User Created Content-Ownership rights and liability for virtual property created in game by users.
Use EULAs and Terms of Service agreements to:
- enforce developer/publisher rights in the IP
- define relationship as license versus sale/ownership
- define ownership of virtual property
- control user created in game advertising
- define punishment or termination for spammers, cheaters, or those would create liability for the dev/pub via their behavior or virtual property created
- limits users rights/claims
- define authorized activity
Defining the relationship strictly as a license agreement signifies that users have a conditional right to use the software, while the dev/pub retains control and can punish misuse. Sale to the user signifies that they have control and the right to modify, dispose, etc. at their will without recourse from the dev/.pub.
If the EULA/TOS is specified strictly as a license agreement, the license can condition use so that unlicensed use= copyright infringement and thus subject to stronger remedies in Federal court than if it were a violation of a contract covenant. Courts determine whether the term at issue is a condition or limitation, and therefore an infringement, or if it is merely a covenant (usually not involving rights to make copies or resell)
Claims against Publishers and Developers over Game Content are mainly of three types:
Direct infringement of trademarked or copyrighted material – recent rulings have held that incidental use of trademarked/copyrighted characters/material or likenesses thereof are allowed as long as they are for artistic use only and are not used for promotional material, on exterior packaging, or to mislead consumers as to the content of the game.
Violations of right of publicity in celebrity names, images, voices, etc. – California courts (9th Circuit) are more likely to find in favor of celebrities in right of publicity cases. However, even in California, as long as the persona, voice, etc. is used for artistic or nominative purposes only and not for commercial promotion of the game/product, use is generally allowed by the courts
Infringement of trademark or copyright via user generated content – As long as dev/pub is not specifically encouraging or intentionally providing tools by which users can create content containing or resembling trademarked/copymarked material, there is usually considered to be no infiringment. However, if dev/pub or the user is using the content for commercial or promotional purposes, or intended to at some point but could not reach an agreement, then behavior could be seen as infringement.

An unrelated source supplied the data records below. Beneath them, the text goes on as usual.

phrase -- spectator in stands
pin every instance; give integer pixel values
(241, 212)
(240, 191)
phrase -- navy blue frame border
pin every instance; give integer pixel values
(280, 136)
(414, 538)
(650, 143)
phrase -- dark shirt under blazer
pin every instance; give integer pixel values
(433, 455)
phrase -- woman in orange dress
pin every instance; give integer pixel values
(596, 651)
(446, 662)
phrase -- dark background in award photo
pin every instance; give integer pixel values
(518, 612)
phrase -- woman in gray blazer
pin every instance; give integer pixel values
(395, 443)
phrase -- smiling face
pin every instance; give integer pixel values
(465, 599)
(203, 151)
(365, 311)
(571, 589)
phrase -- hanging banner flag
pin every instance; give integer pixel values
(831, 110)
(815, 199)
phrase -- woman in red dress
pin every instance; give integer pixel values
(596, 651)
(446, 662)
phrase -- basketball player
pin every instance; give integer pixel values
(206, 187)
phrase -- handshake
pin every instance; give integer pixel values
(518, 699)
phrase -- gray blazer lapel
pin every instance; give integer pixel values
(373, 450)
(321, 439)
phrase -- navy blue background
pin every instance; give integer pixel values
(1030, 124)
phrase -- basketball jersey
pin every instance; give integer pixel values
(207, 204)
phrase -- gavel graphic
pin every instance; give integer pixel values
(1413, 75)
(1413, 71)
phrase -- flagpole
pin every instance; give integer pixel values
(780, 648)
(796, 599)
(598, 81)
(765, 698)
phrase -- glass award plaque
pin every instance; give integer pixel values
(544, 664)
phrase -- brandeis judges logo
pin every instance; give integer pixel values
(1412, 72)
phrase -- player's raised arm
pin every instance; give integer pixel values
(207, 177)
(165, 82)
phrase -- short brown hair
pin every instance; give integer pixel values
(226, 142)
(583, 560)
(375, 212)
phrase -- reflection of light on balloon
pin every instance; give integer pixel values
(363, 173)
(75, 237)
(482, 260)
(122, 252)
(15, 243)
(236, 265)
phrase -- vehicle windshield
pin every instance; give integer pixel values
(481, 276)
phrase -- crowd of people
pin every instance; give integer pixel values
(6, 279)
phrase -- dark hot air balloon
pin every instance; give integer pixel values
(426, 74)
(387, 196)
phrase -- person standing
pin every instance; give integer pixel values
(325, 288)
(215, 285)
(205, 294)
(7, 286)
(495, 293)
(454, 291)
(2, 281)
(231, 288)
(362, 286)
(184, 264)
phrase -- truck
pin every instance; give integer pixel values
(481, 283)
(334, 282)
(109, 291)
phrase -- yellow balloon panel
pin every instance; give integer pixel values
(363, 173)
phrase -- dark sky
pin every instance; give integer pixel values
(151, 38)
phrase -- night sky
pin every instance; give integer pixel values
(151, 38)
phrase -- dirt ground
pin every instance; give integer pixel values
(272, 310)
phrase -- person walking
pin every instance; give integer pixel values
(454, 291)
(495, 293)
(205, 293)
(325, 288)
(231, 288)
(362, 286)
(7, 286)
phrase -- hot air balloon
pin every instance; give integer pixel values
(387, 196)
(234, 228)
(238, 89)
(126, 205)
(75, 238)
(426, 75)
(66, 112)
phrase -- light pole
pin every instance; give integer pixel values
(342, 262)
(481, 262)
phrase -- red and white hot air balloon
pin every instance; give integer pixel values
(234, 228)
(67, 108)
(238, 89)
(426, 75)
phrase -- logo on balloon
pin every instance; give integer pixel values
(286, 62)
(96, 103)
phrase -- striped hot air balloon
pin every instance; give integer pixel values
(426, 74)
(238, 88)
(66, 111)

So what kind of information from all that are you going to implement on what ever it is that you are working on now? I am kinda guessing that it is no longer blackstar (despite how awesome that would have been) so yeah how is it going out there? Oh and you (blackstar) recently got a mention in a massively article. It was asking about what sci-fi space MMO’s we are looking forward to. Hopefully we can still be looking forward to black star.